As for unplugging from the internet, I do use it each day. I find the internet useful.
I don't unplug for long periods of time, like a wilderness adventure, or summer camp for unplugging.
Instead I unplug by just not being connected to it 24/7. I tend to use posts and comments to things like Facebook walls rather than real time chats. My relationships with people don't require me to be there for them 24/7.
I often tell people, I am not a 24 hour radio station.
Before the term 24/7 became popular, I was fascinated in 24 hour radio stations. They were more rare in the late 1960s / early 1970s. I had an interest in the tubes warming up and staying on for days on end.
Living in a basement room in my parents house, I had a 300 watt lightbulb with no lampshade. It did have a porcelain socket for safety.
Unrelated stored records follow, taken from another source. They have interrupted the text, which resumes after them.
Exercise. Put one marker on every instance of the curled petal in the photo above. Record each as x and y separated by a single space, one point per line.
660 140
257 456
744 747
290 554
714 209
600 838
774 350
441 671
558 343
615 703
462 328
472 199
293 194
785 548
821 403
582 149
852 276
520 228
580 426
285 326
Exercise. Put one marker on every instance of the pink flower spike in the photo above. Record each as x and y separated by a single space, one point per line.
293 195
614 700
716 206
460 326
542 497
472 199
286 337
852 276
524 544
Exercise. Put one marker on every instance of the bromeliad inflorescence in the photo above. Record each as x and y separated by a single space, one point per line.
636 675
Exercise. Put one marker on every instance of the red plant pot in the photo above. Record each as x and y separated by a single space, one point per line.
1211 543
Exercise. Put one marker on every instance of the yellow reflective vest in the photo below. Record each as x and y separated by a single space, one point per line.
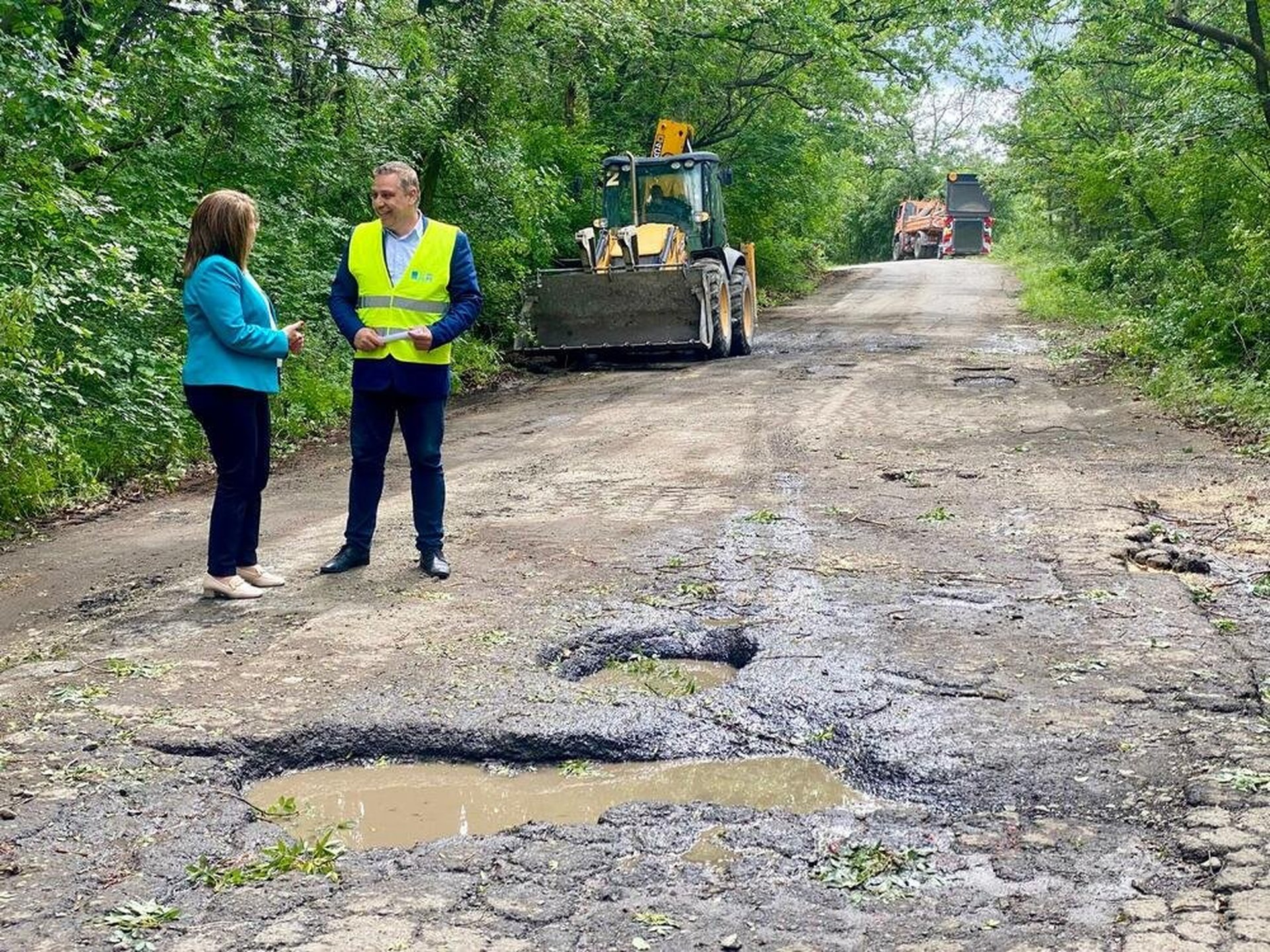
419 298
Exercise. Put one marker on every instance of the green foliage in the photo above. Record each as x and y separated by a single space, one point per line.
317 858
113 125
1137 179
134 922
1244 779
127 668
657 676
578 767
874 871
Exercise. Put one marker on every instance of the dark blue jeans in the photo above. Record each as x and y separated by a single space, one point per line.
237 423
423 426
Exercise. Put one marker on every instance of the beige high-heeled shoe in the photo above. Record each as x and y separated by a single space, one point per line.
233 587
261 578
It reminded me of a powerful tube. During college, I set it up in my dorm room, but didn't use it that much. One time I did have it on when a friend was visiting and he said that he felt like he was being interrogated by the KGB.
Most radio stations, back then, went off the air, sometimes with the Star Spangled Banner to resume broadcast next morning. Each morning, they would warm up the transmitter tubes again. It took some time for the tubes to stabilize and then they would flip another switch to start the broadcast day.
TV, back then would often start the day, as well as ending the day with a test pattern.
During high school, I thought I would have a career in radio. Of course I didn't know about social media before that technology change.
I used to hang out in the studios of KWSU Radio, in Pullman to watch and chat with a student host named John Briel thinking it was good to familiarize myself with the field I was planning to go into.
Some material I got while attending Communications Center dedication.
One time, I arrived at the Edward R Murrow Communications Center early in the morning. It was dedicated with that name my senior year in high school. John let me in the building and I watched as he started up the station. When he turned on the transmitter tubes, I said, "they are warming up now." His response was, "yes, everything is starting to cook."
Back then, KWSU had a studio to transmitter microwave link. The transmitter was located out by Knott Dairy Center west of Pullman. Knott Dairy Center named for Joe Knott, a colleague of my dad in the Dairy Science Department. Also a neighbor who's house was kittycorner across the back fence from ours.
The control system was a telephone dial; a rotory dial. Different number codes commanded actions out at the transmitter. Codes for turning on the tubes, codes for sending just the carrior signal as well as codes for starting the broadcast day. One time, during sunset, I saw him dial up the transmitter so I ask, "what did you just do." His answer was, "I just turned on the tower lights." Allows pilots to see the tower and avoid crashing into it.
24 hour stations, in big cities, did interest me. I picked up both KGO and KNBR, from San francisco, at night due to ionospheric skip.
Even the 24 hour stations had to shut down sometimes for transmitter maintenence. KNBR used to have a broadcast week. At 1 am early Monday morning after their Sunday evening period, they went off the air. At 4 am, they would return to the air. Sometimes I would listen to the sign on and sign off with interest. KNBR would sometimes have interesting tones, after going off the air, as they callabrated audio, I guess. Then it would turn to static as they turned off the transmitter.
KGO never seemed to go off the air. It run 24/7, week after week. I figured they had 2 transmitters. When they needed to service one, the other transmitter was switched on.
Sure enough, many years later, on the internet, I saw a picture of the inside of KGO's transmitter building. 2 identical transmitters were side by side.